Retro Heaven

Death of The Hef

Death of Hugh Hefner….

Hugh Hefner, founder of Playboy Magazine has died at the age of ninety one. Without doubt one of the biggest  names in twentieth century media and publishing he produced an iconic brand which split opinion wherever and whenever its name was mentioned.

Born to strict Methodist parents in 1926 he began his  career at Esquire Magazine, eventually he saved the $8,000 dollars needed to publish the first copy of Playboy in December 1953. He bought an old  photo of a nude Marilyn Monroe for added appeal and the copy went on to sell 50,000 copies. By 1971 monthly sales of Playboy topped seven million, a staggering figure.

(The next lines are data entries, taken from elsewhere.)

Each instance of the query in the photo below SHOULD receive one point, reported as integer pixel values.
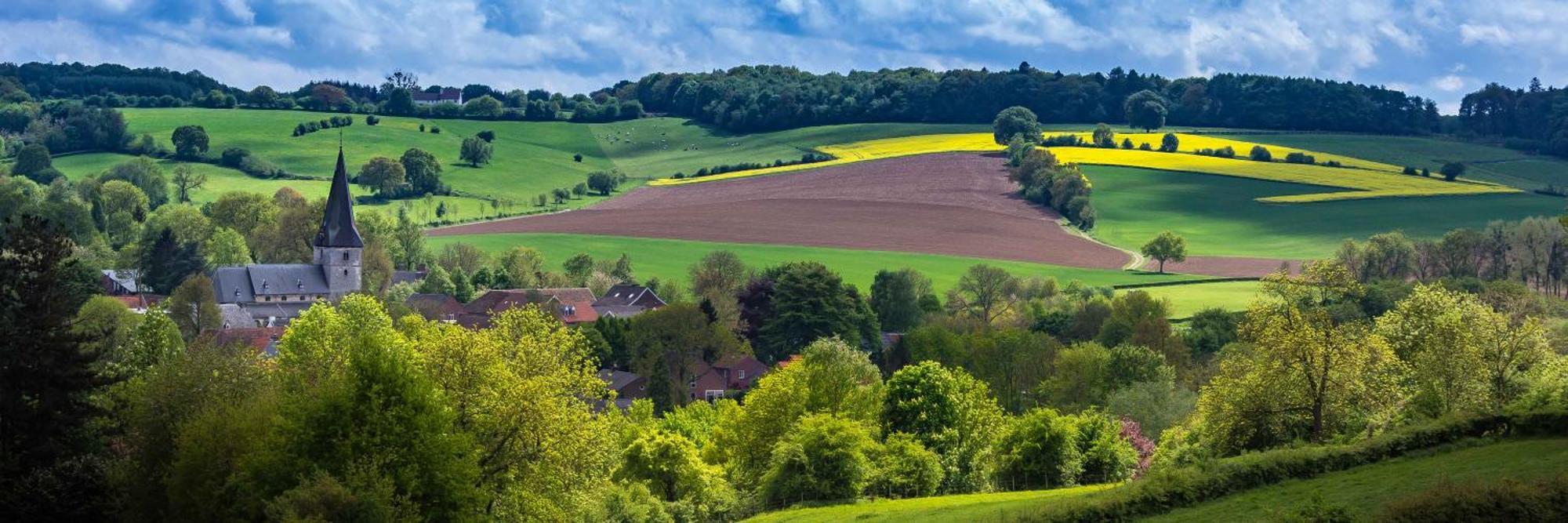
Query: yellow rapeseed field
(1365, 179)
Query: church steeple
(338, 224)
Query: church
(270, 295)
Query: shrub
(1453, 171)
(1509, 500)
(904, 469)
(234, 157)
(1261, 154)
(1171, 488)
(1039, 452)
(822, 459)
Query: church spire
(338, 224)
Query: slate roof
(626, 295)
(242, 284)
(338, 224)
(572, 304)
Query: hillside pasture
(1362, 491)
(1222, 216)
(954, 204)
(223, 179)
(1486, 163)
(1363, 179)
(672, 259)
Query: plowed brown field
(957, 204)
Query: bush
(904, 469)
(234, 157)
(1509, 500)
(1261, 154)
(1453, 171)
(1301, 157)
(1171, 488)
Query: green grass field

The long-standing joke of “I only read it for the articles” has given amusement for many years and whilst few men could seriously hope to  get away with it there can be no doubting the magazine’s reputation for hard-hitting political and social interviews and articles as well as promoting new books and music, and particularly jazz and the black jazz and blues artists of the day.

For a number of  years the magazine’s portrayal of the female form was extremely modest but as the liberating sixties saw evermore changes in social attitudes so the magazine’s pictures become more candid and by the early 1970s it had joined other publications in showing full frontal female nudity. Hefner courted considerable publicity in two distinct ways, he had huge numbers of people debating the ethics of what his magazine did in the way it presented women, some said (and continue to say) that it degraded women, others said it empowered them, it was a debate which raged on but gave Hefner the publicity he desired.

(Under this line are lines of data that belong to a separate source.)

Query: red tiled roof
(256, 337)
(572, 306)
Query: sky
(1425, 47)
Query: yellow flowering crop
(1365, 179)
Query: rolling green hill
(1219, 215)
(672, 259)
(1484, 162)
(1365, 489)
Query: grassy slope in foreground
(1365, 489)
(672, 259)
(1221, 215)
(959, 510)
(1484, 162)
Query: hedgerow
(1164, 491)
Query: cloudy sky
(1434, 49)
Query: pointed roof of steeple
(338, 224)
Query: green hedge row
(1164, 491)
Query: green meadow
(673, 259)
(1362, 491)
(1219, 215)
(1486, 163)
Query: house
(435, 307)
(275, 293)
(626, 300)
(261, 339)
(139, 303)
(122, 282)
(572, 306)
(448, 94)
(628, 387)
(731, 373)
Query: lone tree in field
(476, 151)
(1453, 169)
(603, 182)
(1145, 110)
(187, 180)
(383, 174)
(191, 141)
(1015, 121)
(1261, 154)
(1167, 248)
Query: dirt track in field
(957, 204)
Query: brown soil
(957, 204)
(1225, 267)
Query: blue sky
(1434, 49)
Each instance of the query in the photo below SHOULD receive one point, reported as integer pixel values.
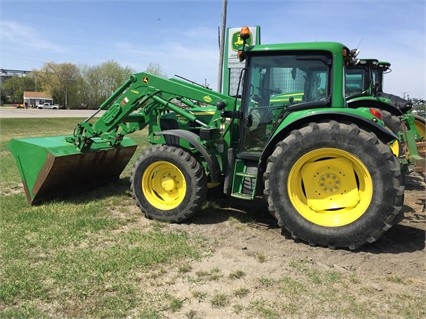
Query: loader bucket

The second, and most overlooked, was the way in which the magazine secured interviews with the broadest cross-section of American society, many  were candid in the extreme. Could one imagine an actor of John Wayne’s fame today declaring the American Negro not yet ready to assume any  real responsibility and describing homosexuals as fags?  The magazine also gave a voice to Miles Davis to express his disgust at his own personal treatment by white Americans in a remarkable interview which positioned the musician as the (quite rightly) wealthy success story to combat the horrendous racial attitudes of 1960s America.

Vietnam was hugely divisive war throughout the sixties and early seventies and Playboy played its part in the debate, in 1971 Hefner placed an advert for the Vietnam Veterans Against War movement prior to their march which pushed their agenda to the foreground and significantly increased the group’s membership and anti-war stance.

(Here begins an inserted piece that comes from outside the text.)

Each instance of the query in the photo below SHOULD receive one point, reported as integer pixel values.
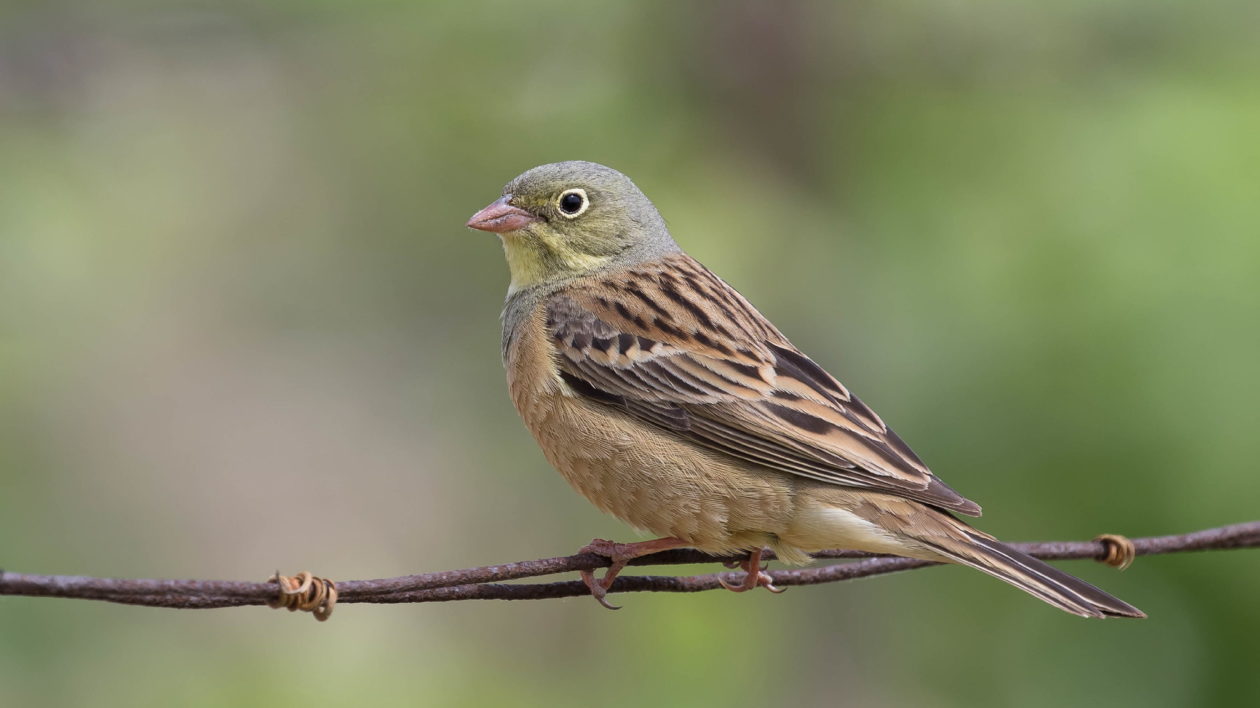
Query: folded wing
(673, 345)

Playboy’s sales decreased in recent years, Hefner’s  son tried to remodel the magazine by no longer publishing full nudity but it made no impact in the internet age. Hefner’s legacy has long been debated and what he started will continue to be so, but to label him as little more than a pornographer would be unfair. He could have taken the magazine in another, more sexual direction but he maintained the balance he desired and for at least four decades it served him very well. Whatever one’s personal view on the promotion of the nude female, Hefner created one of the most iconic brands of the twentieth century and lived a long and truly remarkable life. The debate will go on long after his funeral.